While rezoning might diminish the overcrowding, the infrastructure, technological issues and security measures at the school would still remain inadequate. In addition, even if the size of Nansemond River is increased by adding square footage at an estimated cost of $15 million, the greater part of the building would still remain outdated and in need of repair.
The Executive Summary gives Nansemond River a rating of 10.71 on the Facility Condition Index, indicating the infrastructure is in fair condition with some functional challenges that will require both minor and major repairs. The cost of these deferred maintenance repairs is projected to be $21,159,794 over 10 years. In addition, $8,667,131 is a high priority cost that needs to be addressed over the next three years.

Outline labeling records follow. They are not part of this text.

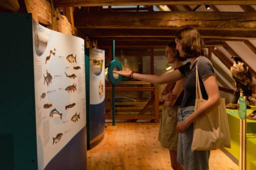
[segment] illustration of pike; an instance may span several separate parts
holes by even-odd
[[[76,103],[74,103],[70,104],[70,105],[66,105],[66,106],[65,106],[65,109],[66,110],[68,108],[72,108],[73,107],[74,107],[74,105],[76,105]]]
[[[71,121],[73,122],[76,122],[78,121],[78,119],[80,119],[80,113],[78,114],[78,115],[76,115],[76,114],[72,116],[72,118],[71,118]]]
[[[60,142],[60,139],[62,139],[62,136],[63,134],[60,133],[57,134],[56,138],[52,137],[52,139],[54,140],[52,145],[54,145],[54,144],[56,144],[56,143]]]
[[[68,74],[66,73],[66,72],[64,72],[64,73],[65,73],[65,74],[66,75],[66,77],[68,77],[69,78],[70,78],[70,79],[72,78],[72,79],[74,79],[74,78],[76,77],[76,76],[74,74],[72,74],[72,75],[68,75]]]

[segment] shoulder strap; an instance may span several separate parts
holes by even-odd
[[[202,99],[202,93],[200,88],[200,83],[199,82],[199,76],[198,75],[198,63],[196,69],[196,99]]]

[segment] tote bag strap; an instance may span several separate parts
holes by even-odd
[[[198,63],[196,66],[196,99],[202,99],[202,93],[201,92],[201,88],[200,88],[200,83],[199,82],[199,76],[198,75]]]

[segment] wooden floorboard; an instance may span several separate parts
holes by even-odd
[[[167,149],[158,141],[159,124],[107,123],[104,139],[88,152],[88,170],[172,170]],[[210,170],[238,170],[220,150],[212,151]]]

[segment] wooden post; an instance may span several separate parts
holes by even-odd
[[[243,93],[240,94],[246,101],[246,97]],[[246,116],[244,120],[240,119],[240,170],[246,170]]]

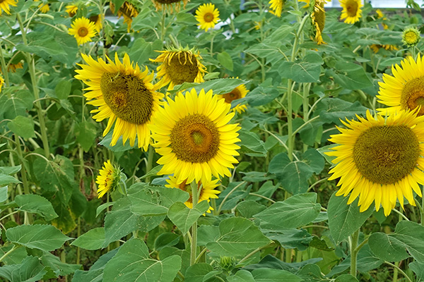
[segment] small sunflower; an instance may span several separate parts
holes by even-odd
[[[205,31],[215,27],[215,25],[220,20],[218,17],[219,11],[211,3],[201,5],[196,11],[196,20],[199,22],[197,25]]]
[[[11,6],[14,7],[16,6],[18,1],[16,0],[1,0],[0,1],[0,15],[1,15],[1,10],[4,11],[4,13],[8,15],[11,14]]]
[[[348,204],[359,195],[360,211],[372,202],[378,212],[380,204],[388,216],[396,199],[402,209],[404,197],[415,206],[413,190],[422,197],[418,183],[424,184],[424,116],[417,111],[400,111],[384,118],[373,117],[347,121],[348,128],[330,141],[339,146],[326,153],[336,157],[329,180],[340,178],[336,195],[347,196]]]
[[[192,187],[190,186],[190,183],[187,183],[186,180],[182,181],[181,183],[178,183],[177,182],[177,178],[175,176],[170,176],[170,179],[167,179],[166,182],[168,184],[165,185],[165,187],[169,188],[179,188],[183,191],[186,191],[190,195],[189,200],[184,202],[185,205],[189,208],[193,208],[193,198],[192,193]],[[220,191],[218,190],[216,190],[215,188],[220,185],[219,179],[213,180],[211,181],[206,181],[204,183],[199,183],[197,189],[200,188],[200,185],[201,185],[201,190],[200,190],[200,195],[199,196],[198,203],[201,201],[208,201],[208,202],[211,202],[209,199],[218,199],[217,195],[220,193]],[[212,207],[209,207],[209,209],[206,211],[206,212],[210,213],[211,211],[213,211],[213,209]]]
[[[90,91],[84,94],[89,100],[87,104],[98,107],[91,111],[97,113],[93,118],[98,122],[109,118],[103,136],[114,123],[112,146],[120,136],[122,144],[129,139],[130,145],[134,146],[137,137],[139,147],[147,150],[151,141],[147,125],[163,97],[156,92],[159,86],[152,84],[153,73],[148,74],[147,67],[141,72],[136,63],[134,67],[127,54],[123,63],[116,53],[114,62],[107,58],[109,63],[102,59],[96,61],[90,56],[82,56],[87,64],[78,64],[82,69],[76,70],[78,74],[75,78],[88,85],[86,90]]]
[[[388,108],[377,109],[382,114],[392,114],[400,110],[413,110],[420,106],[418,116],[424,115],[424,61],[409,56],[391,67],[393,75],[383,74],[379,82],[378,102]]]
[[[167,48],[155,59],[155,63],[162,63],[156,68],[158,78],[162,78],[162,86],[168,83],[168,90],[174,89],[175,85],[184,82],[203,82],[206,68],[201,63],[201,56],[194,49],[186,48]]]
[[[314,34],[314,40],[318,45],[326,44],[322,39],[322,30],[325,26],[325,10],[324,9],[325,3],[325,0],[316,0],[311,13],[312,30]]]
[[[362,0],[340,0],[340,6],[343,8],[340,18],[346,23],[353,24],[362,17]]]
[[[68,33],[73,35],[78,44],[81,45],[90,42],[95,35],[95,26],[87,18],[78,18],[71,24]]]
[[[185,96],[179,92],[168,103],[151,125],[153,145],[163,156],[158,160],[163,165],[158,174],[173,173],[177,183],[230,176],[228,168],[238,163],[233,156],[239,155],[235,143],[240,141],[238,124],[228,124],[235,115],[228,113],[230,106],[203,89],[199,95],[194,89]]]
[[[71,18],[73,18],[78,11],[78,6],[68,5],[65,8],[66,9],[66,13],[68,13],[68,15],[69,15]]]
[[[175,11],[179,12],[181,8],[181,2],[182,2],[183,6],[185,8],[185,6],[189,0],[152,0],[153,5],[156,7],[156,11],[160,11],[164,9],[166,11],[169,9],[170,12]]]
[[[416,27],[408,27],[402,33],[402,42],[408,47],[416,46],[420,39],[420,32]]]
[[[109,7],[110,8],[112,13],[114,13],[114,5],[112,1],[109,4]],[[122,6],[118,10],[118,18],[121,18],[122,16],[124,17],[124,23],[126,23],[126,31],[128,32],[131,30],[133,18],[135,18],[137,16],[139,16],[139,11],[137,8],[131,3],[126,1],[122,4]]]
[[[117,188],[120,181],[121,171],[114,168],[108,159],[103,164],[103,167],[99,171],[95,183],[99,185],[98,188],[98,197],[101,198],[111,190]]]
[[[246,88],[246,85],[244,84],[237,86],[234,88],[231,92],[220,95],[218,95],[219,99],[223,99],[225,103],[231,104],[231,102],[237,99],[245,98],[249,90]],[[247,107],[246,105],[241,105],[237,104],[234,108],[232,109],[232,111],[237,111],[239,114],[242,114],[242,111],[246,111]]]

Although the cost to rebuild Nansemond River High School at about $119 million dollars is greater than the cost to renovate, the value will be realized with a lower cost of ongoing maintenance, accommodations for technological needs, and the increased safety and security measures that are a part of modern school designs.
If our city wants to continue to attract highly educated workers that will fuel both economic growth and tax revenues, the condition of the public schools must be a high priority for the school board and the city council. Parents want what’s best for their children.
Upcoming high school students deserve an expanded learning experience that must include the newest technological applications and the best safety and security measures.
I believe that the quality of life for both teachers and students would be enhanced with a new learning environment. I hope the city will consider the long-term option to rebuild Nansemond River High School in order to serve the citizens of Suffolk and future Warriors for years to come.